Sin poder evitarlo me sonrojé. Y si bien no pude admitirlo en alto, en mi mente aquella frase resonó con fuerza. ¿Me había enamorado de aquel soldado? ¿Era posible amar a alguien, conociéndolo desde hacía tan poco tiempo?

— Si es así, entonces eres nuestro enemigo — proclamó el Dolor, alzando los brazos. 

La diosa del Desorden, advirtiendo las intenciones de su hermano, se interpuso entre él y yo. 

— ¡Algos para! Me ha salvado la vida. De no ser por él, Daniel me habría arrancado la cabeza — le recordó. 

Pero a él no pareció importarle. 

— Ahora sabe lo de nuestra misión. Si se lo cuenta al paladín, no tardará en atar cabos. Y si averiguan qué es lo que pretendemos... Todo habrá terminado. ¿Eres consciente de eso hermana?

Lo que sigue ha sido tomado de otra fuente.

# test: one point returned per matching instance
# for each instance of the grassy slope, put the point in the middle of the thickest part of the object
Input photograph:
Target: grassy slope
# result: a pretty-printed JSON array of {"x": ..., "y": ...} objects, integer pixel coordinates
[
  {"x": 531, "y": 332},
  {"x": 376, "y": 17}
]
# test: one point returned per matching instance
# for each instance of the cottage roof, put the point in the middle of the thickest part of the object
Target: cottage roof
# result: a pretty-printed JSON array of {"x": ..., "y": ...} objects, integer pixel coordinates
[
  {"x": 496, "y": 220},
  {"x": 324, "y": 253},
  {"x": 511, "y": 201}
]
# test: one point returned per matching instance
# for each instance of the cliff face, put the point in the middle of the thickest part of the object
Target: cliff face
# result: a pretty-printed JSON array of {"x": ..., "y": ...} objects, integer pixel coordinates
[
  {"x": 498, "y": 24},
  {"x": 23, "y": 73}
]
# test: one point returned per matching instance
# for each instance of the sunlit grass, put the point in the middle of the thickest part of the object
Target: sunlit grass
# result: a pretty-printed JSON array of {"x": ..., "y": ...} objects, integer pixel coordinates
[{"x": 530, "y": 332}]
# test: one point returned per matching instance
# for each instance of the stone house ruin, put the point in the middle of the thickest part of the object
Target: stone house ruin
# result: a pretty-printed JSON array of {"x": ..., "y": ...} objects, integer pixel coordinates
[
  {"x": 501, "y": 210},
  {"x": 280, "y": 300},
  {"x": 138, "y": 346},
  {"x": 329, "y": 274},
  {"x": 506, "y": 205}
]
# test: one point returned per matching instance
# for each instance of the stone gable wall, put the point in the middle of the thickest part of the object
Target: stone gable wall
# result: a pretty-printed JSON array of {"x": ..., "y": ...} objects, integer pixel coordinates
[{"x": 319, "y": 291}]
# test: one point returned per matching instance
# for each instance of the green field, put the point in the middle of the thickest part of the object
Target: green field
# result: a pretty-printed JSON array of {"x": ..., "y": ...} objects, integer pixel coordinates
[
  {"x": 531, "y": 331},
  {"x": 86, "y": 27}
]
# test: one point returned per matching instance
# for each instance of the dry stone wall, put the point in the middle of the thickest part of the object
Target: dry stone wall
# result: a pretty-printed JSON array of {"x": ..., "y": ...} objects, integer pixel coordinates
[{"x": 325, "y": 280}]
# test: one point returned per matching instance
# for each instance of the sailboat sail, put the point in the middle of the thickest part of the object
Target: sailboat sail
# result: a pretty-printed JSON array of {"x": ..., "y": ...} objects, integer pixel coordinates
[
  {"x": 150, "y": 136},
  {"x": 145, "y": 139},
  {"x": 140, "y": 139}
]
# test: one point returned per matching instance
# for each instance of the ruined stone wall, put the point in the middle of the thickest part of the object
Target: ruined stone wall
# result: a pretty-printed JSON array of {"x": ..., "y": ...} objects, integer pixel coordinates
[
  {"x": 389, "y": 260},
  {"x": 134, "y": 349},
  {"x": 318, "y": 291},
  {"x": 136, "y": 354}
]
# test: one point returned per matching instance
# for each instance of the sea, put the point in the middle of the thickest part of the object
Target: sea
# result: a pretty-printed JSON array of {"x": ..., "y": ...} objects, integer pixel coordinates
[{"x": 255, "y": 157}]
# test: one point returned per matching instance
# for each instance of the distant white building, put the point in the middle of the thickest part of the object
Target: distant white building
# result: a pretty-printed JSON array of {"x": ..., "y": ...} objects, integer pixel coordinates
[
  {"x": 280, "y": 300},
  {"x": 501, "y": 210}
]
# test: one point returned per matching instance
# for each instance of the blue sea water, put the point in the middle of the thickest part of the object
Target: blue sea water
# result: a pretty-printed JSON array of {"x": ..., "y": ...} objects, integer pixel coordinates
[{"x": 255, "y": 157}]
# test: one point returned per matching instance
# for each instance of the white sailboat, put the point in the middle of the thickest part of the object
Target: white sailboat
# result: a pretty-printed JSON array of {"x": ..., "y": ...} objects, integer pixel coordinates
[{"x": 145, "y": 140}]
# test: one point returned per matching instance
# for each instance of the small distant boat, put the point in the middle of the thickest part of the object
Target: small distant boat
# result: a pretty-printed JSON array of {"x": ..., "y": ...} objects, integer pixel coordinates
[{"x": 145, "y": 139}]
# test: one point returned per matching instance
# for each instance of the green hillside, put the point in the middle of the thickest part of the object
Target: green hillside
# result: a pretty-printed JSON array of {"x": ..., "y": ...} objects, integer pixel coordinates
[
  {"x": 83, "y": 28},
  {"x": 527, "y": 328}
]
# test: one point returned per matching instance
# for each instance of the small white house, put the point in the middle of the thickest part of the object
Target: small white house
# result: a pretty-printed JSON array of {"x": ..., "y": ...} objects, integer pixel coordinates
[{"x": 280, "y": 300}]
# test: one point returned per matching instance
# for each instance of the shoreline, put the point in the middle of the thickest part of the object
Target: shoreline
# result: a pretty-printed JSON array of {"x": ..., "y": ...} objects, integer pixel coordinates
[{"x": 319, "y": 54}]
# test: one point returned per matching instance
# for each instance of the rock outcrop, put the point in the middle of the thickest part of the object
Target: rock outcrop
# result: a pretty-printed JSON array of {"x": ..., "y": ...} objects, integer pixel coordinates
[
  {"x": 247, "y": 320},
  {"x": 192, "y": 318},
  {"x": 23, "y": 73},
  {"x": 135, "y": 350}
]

Disnomia resopló, casi como si no pudiera creer lo que estaba escuchando. 

— ¡Nos ha ayudado! ¿Es así como vas a recompensarlo? — reclamó, la furia latente en su voz. 

— Ha dejado muy clara su postura. Si hubiera aceptado tu oferta, lo habría recibido con los brazos abiertos. En cambio, se ha posicionado del lado de nuestro enemigo. Acabaré con él, tanto si lo deseas como si no — sentenció con aire lúgubre. 

La diosa del Desorden alzó la mirada hacia él, desafiante, y se cruzó de brazos. 

— Por encima de mi cadáver. Le debo la vida. 

— Que así sea. 

Y dicho esto, de las yemas de sus dedos brotó un destello negruzco. Un estallido eléctrico de pura oscuridad. Un rayo que fue tomando forma conforme se aproximaba en nuestra dirección, zigzagueando en el aire. La deidad extendió sus brazos, tratando de protegerme del inminente impacto. 

Justo en el último instante, cuando la descarga prácticamente rozaba la dermis de la diosa, ocurrió algo inaudito: El ataque la atravesó limpiamente, sin causarle ningún rasguño... Y me impactó en el cuello, lanzándome de vuelta al salón del trono. 

— ¡Tristán! — exclamó Disnomia. 

Y su voz fue lo último que oí antes de que el dolor me destrozara.